Ringworld's Children, Larry Niven's fourth attempt to milk his most famous creation for all it's worth, is only slightly less drab than The Ringworld Throne. Perhaps it's something to do with Niven's style, but much of the novel feels — as do so many sequels — like a phoned-in exercise, generating only mild interest at the best of times. I have a number of friends who think Niven's strengths as a writer are best displayed in his short fiction, and I think they may have a point. He seems a magnificent idea man who's just unsuited to epic talespinning.
Consider: in the Ringworld you have a spectacular artificial planet, four times as wide as the distance from the Earth to the moon, and populated by trillions upon trillions of hominid and other species, the result of elaborate breeding experiments by another terrific product of Niven's imagination, the Pak Protectors. Shouldn't the stage be set for a potentially inexhaustible number of sagas? Imagine the history one could create for this place, the legends, the great romances, the eddas and sagas to rival the myths of the Greeks and Romans and Egyptians and who knows how many other civilizations put together?
But does Niven give us stories like that? Nope. What we get are fairly bland adventures about which even Niven himself seems indifferent. I suspect he isn't indifferent, but only that his writing, first and foremost, simply isn't equipped to do justice to his creation. Niven has always had a relaxed, off-the-cuff style. More than any SF writer, his books read in such a way as to give you the feeling you're hanging out with him in the hotel bar at some con, just listening to him tell you the story over drinks. At times this works great. In Ringworld's Children, Niven writes as if he's racing to meet a deadline. At fewer than 300 hardcover pages, it all just seems dashed off. The effect is not only to disengage you from the characters and story, but to trivialize the magnificence of the Ringworld itself. Niven has his characters fly up, down, around, underneath, and through the Ringworld, not to mention zip off to the edges of its solar system and back, as casually as you might go to the corner 7-11. Whatever is the point of writing a book set on an artificial world the size of a zillion Earths if you're never going to use the damn thing?

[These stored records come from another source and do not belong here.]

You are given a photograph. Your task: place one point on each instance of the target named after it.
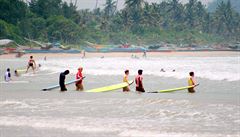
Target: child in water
(7, 76)
(32, 64)
(79, 84)
(138, 81)
(62, 80)
(125, 79)
(191, 82)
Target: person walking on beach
(32, 64)
(79, 84)
(144, 53)
(125, 79)
(139, 82)
(191, 82)
(7, 76)
(62, 80)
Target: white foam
(213, 68)
(14, 82)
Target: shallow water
(212, 111)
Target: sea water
(214, 110)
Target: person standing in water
(7, 76)
(79, 84)
(191, 82)
(139, 82)
(32, 64)
(125, 79)
(62, 80)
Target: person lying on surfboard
(79, 84)
(125, 79)
(62, 80)
(32, 64)
(138, 81)
(191, 82)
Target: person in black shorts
(62, 80)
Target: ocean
(213, 111)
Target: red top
(79, 76)
(138, 81)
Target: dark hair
(66, 72)
(191, 73)
(140, 72)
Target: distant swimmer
(139, 81)
(32, 64)
(7, 76)
(125, 79)
(191, 82)
(79, 75)
(162, 70)
(62, 80)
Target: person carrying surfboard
(125, 79)
(32, 64)
(139, 82)
(191, 82)
(7, 76)
(62, 80)
(79, 84)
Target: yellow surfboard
(173, 89)
(110, 88)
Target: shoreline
(129, 54)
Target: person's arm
(34, 64)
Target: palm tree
(110, 7)
(134, 7)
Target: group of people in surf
(31, 64)
(80, 77)
(138, 81)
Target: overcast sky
(90, 4)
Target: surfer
(125, 79)
(7, 76)
(144, 53)
(139, 81)
(79, 84)
(162, 70)
(62, 80)
(32, 64)
(16, 73)
(191, 82)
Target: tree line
(139, 22)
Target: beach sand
(27, 111)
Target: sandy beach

In this latest exercise in paycheck-collecting, Niven has the Ringworld facing a threat from the Fringe War. Numerous Known Space species are battling it out for the secret of the Ringworld's technology. They could care less about the Ringworld itself (like ol' Lar'), but each wants the knowledge and none wants any of the others to possess it. What's worse, they're using antimatter weaponry, which could destroy the entire Ringworld if someone gets careless. The Protector Tunesmith watches over the Ringworld, doing his best to shield it from intrusion through the use of its meteor defense systems. But invading ships have learned to enter the Ringworld from beneath, through numerous tiny holes punctured in its hull.
While helping Tunesmith (under duress, of course) hijack one of the invading vessels, the Long Shot, Louis Wu, the Hindmost, and the Kzinti warrior Acolyte inadvertently bring the fight back to the Ringworld itself. A massive antimatter explosion on the surface punches a hole in the Ringworld large enough to suck out the entire atmosphere within hours. Tunesmith manages to plug the gap using a massive version of a nanotech meteor plug, then sets Louis and Co. to the task of finding a crashed ARM vessel. In so doing, Louis meets up with a crew of ARM detectives. But while in their custody, the whole bunch of them are apprehended by another Protector calling her(it?)self Proserpina, who claims to be one of the Protectors who originally built the Ringworld.
There are potentially interesting concepts all over this book, as there are in most of Niven's fiction. His hard SF credentials are at no risk here, even when he sprinkles them with rare (for him) flights of fancy. A good example would be the woefully undeveloped idea that hyperspace may be populated by Lovecraftian world-eating predators. The way Niven tosses this idea out as casually as someone would toss a cigarette butt out of a car window is indicative of the whole book's insouciance. Though there is action in the book, and quite a lot of it, it's curiously inert, unthrilling. The plot is mostly propelled by dry dialogue and exposition. And then, goshdarnit, there are those characters, cardboard right down the line.
Niven is a little nicer to readers here than he was in Throne, giving a bit more backstory to help any newbie to the series who might make the unwise decision to start with this volume. But anyone who tells you that Ringworld's Children is a good jumping-on point for new readers is nuts.
I'll be honest: I would like to see more Ringworld novels, but I don't want Larry Niven to write them. I'd like to see Niven allow the concept to be explored by a new generation of writers (as he's done with his Man-Kzin Wars stories) who might be able to bring the appropriate sense of both intellectual gravitas and old-fashioned sense-of-wonder adventure to the table — not to mention really passionate storytelling. Passion is a quality sorely lacking in Niven's writing. He showed some, briefly, in The Ringworld Engineers. But that was 24 years ago. Unless he gets it back, each new Ringworld novel we get may never be more than Just Another Crummy Sequel.